Deutschlands Regierung schaut und reist nach Lateinamerika. Ob Lithium oder medizinische Fachkräfte – fehlende Ressourcen sucht sie im Globalen Süden. 2022 gab es in Deutschland mehr als 200.000 offene Stellen in Pflege und medizinischer Versorgung. Laut der Agentur für Arbeit kommen nur 33 Arbeitssuchende auf 100 gemeldete Stellen in der Pflegebranche. Von den 421.000 praktizierenden Ärzt*innen sind ein Drittel über 55 Jahre alt.
Auch in Lateinamerika herrscht Mangel in der Gesundheitsversorgung. Die öffentlichen Gesundheitssysteme waren in den vergangenen fünf Jahrzehnten das Ziel von Strukturanpassungsprogrammen, erzwungen vom Internationalen Währungsfonds und der Weltbank. Neoliberale „Gesundheitsreformen“ führten zu Privatisierung und Fragmentierung. Ein Beispiel ist Kolumbien mit einer Zersplitterung des Gesundheitssystems in eine Vielzahl privater Krankenversicherungen und Dienstleistern seit 1993. Der Zugang zu einer angemessenen, bezahlbaren Gesundheitsversorgung wurde so erschwert. Auch in Honduras ist das öffentliche Gesundheitssystem dramatisch unterfinanziert. Ärzt*innen und Pleger*innen sind unterbezahlt und arbeiten unter schwierigsten Bedingungen, viele wollen auswandern.
Kein Wunder also, dass die Verbesserung der öffentlichen Gesundheitsversorgung ein zentrales Versprechen linker Regierungen in Lateinamerika ist. Die Umsetzung ist nicht einfach. In Kolumbien war der Widerstand der privaten Gesundheitsunternehmen so massiv, dass Gustavo Petros Gesundheitsreform fast im Kongress scheiterte. In Brasilien war die Entwicklung allerdings lange eine andere. Nach der Diktatur wurde in der Verfassung von 1988 Gesundheit als Recht aller Bürger*innen und ihre Erhaltung als Pflicht des Staates definiert. In der 8. Nationalen Gesundheitskonferenz wurde das „Einheitliche Gesundheitssystem“ (SUS) geschaffen. So sollten alle Brasilianer*innen eine medizinische Versorgung erhalten.

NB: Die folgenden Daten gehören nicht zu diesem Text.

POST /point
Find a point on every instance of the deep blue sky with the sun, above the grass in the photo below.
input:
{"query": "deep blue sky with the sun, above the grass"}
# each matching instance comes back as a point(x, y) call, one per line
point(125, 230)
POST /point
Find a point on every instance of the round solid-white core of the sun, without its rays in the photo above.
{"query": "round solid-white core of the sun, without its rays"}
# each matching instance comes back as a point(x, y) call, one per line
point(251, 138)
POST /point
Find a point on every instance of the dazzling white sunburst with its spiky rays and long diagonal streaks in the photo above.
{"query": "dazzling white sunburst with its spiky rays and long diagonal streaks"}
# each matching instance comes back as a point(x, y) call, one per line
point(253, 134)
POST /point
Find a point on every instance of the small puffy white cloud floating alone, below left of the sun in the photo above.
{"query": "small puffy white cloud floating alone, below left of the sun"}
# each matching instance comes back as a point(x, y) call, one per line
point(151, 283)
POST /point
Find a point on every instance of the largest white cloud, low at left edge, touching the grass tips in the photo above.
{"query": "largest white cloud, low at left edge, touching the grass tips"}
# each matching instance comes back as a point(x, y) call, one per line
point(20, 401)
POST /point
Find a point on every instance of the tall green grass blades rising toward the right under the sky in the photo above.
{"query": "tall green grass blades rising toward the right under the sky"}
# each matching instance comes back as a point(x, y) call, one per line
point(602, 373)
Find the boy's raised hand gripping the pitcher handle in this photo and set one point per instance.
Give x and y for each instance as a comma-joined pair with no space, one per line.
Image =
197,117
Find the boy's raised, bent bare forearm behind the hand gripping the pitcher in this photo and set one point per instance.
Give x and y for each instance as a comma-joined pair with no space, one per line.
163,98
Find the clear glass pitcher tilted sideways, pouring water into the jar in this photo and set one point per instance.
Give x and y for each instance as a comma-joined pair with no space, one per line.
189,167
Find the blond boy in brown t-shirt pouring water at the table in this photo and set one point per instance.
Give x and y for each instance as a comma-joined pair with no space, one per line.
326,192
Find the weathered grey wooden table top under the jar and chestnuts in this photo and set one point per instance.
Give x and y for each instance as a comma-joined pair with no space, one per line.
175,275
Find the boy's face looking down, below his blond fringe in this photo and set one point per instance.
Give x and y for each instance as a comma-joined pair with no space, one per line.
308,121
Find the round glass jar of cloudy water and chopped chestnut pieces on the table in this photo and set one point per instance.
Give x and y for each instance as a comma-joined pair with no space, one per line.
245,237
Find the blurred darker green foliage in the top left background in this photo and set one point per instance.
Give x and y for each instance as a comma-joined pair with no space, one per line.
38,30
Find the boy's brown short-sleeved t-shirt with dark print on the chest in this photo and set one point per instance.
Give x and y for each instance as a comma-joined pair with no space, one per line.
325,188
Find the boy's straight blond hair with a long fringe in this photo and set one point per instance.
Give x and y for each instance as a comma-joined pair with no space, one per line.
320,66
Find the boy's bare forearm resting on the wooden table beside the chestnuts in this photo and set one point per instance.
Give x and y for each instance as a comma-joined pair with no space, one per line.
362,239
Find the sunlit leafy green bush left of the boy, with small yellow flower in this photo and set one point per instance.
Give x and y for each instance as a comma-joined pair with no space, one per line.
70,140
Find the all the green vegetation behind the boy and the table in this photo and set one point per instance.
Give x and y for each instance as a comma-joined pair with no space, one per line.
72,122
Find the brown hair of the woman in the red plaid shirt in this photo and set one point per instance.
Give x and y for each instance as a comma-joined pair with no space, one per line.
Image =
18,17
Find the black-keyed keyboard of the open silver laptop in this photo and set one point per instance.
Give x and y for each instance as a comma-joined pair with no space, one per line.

Doch die neoliberale Politik der rechten Regierungen seit 2016 führte zu einer systematischen Unterfinanzierung des SUS. Auch deshalb verursachte die Pandemie in Brasilien selbst im lateinamerikanischen Vergleich katastrophale Todeszahlen. Ein Ziel der Regierung Lula und der Zivilgesellschaft ist die Wiederbelebung des darniederliegenden Gesundheitssystems: Anfang Juli fand dazu die 17. nationale Gesundheitskonferenz statt. Aktuell sind die Bedingungen für brasilianischen Ärzt*innen und Pfleger*innen im SUS aber weiter schlecht. Gerade die Pfleger*innen führen einen erbitterten Kampf um eine bessere Bezahlung. Zusätzlich ist dort schätzungsweise jede*r Zehnte arbeitslos.
Um Pflegekräfte anzuwerben, reisten die Minister*innen Baerbock und Heil im Mai nach Brasilien und sprachen von einer „Win-Win“-Situation. Der Verein demokratischer Ärzt*innen und der brasilianischen gesundheitspolitischen Organisation CEBES sehen das anders: „Indem Deutschland Gesundheitspersonal in Brasilien anwirbt, profitiert es von den schlechten Arbeitsbedingungen und der Unterfinanzierung des SUS.“ Fakt ist, dass die Ausbildung von medizinischen Fachkräften erhebliche volkswirtschaftliche Kosten verursacht. Es ist kein Zufall, dass hierzulande viel zu wenig ausgebildet wird. Die Ursachen sind die miserablen Arbeitsbedingungen und eine schlechte Bezahlung, die das reiche Deutschland nicht verbessern will. Doch wenn Hochqualifizierte das Ausbildungsland verlassen, ist das für dieses ein Verlustgeschäft. Der Transfer von medizinischem und pflegerischem Personal ist weder für Brasilien noch für Deutschland eine Lösung.
Die Deutsche Plattform für globale Gesundheit fordert, dass eine Abwerbung in gute Arbeitsbedingungen führen und fair sein muss. Die Bundesregierung solle sich für ausreichend finanzierte, gemeinwohlorientierte und bedarfsgerechte Gesundheitssysteme in Deutschland und weltweit einsetzen. Diese Forderung unterstützen wir.